Glenn Rogers Jr

No. 26
- Position: Defensive back

Personal information
- Born: June 8, 1969 (age 57) Memphis, Tennessee, U.S.
- Listed height: 6 ft 0 in (1.83 m)

Career information
- College: Memphis

Career history
- 1991: Tampa Bay Buccaneers (NFL)
- 1993–1997: Edmonton Eskimos
- 1998: BC Lions
- 1999: Saskatchewan Roughriders

Awards and highlights
- Grey Cup champion (1993).; 3× CFL All-Star (1995, 1996, 1997); 3× CFL West All-Star (1996, 1997, 1998); First Team All-South Independent (1990);
- Stats at Pro Football Reference

= Glenn Rogers (gridiron football) =

American gridiron football player (born 1969)
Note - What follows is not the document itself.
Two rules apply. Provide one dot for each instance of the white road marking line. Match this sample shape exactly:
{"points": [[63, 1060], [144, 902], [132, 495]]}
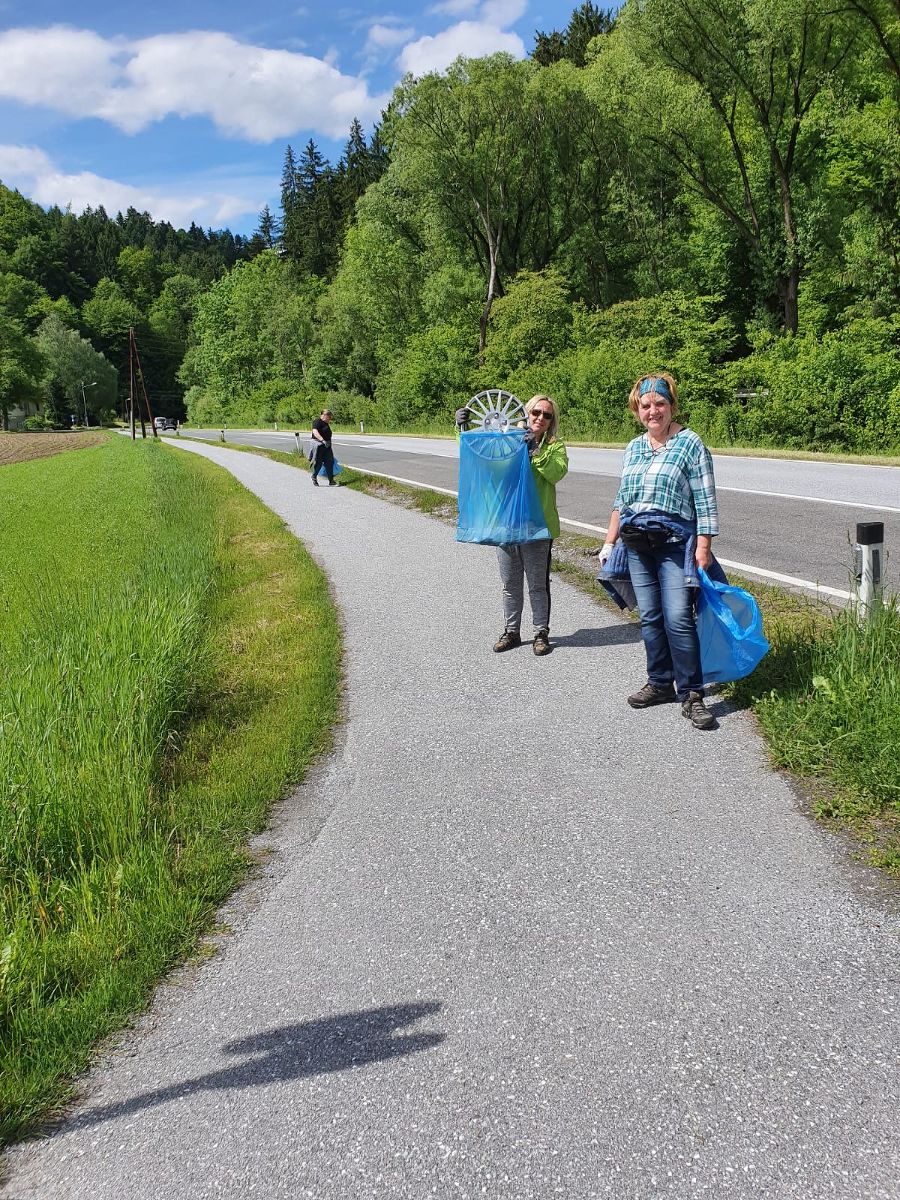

Glenn Edward Rogers Jr. (born June 8, 1969) is a former football player in the Canadian Football League (CFL) for seven years. He also played one season in the National Football League (NFL). He played college football at Memphis State University, now known as the University of Memphis, from 1987 to 1991 as a defensive back.

==Football career==
Rogers played defensive back for three different teams, mainly for the Edmonton Eskimos from 1993 to 1999. He was a CFL All-Star three times and was part of a Grey Cup winning team for the Eskimos in 1993. He also played for the Tampa Bay Buccaneers in 1991 for only one season.
The Grey Cup is the Canadian equivalent to the NFL Super Bowl. Rogers is a teacher/coach, formerly at Memphis University School in Memphis, TN. In July 2025 Rogers started a new journey as an Admissions Counselor/ Football Coach at Christian Brothers High School in Memphis TN. Rogers is married to Tonette Rogers and has two children named Kendrick and Mya.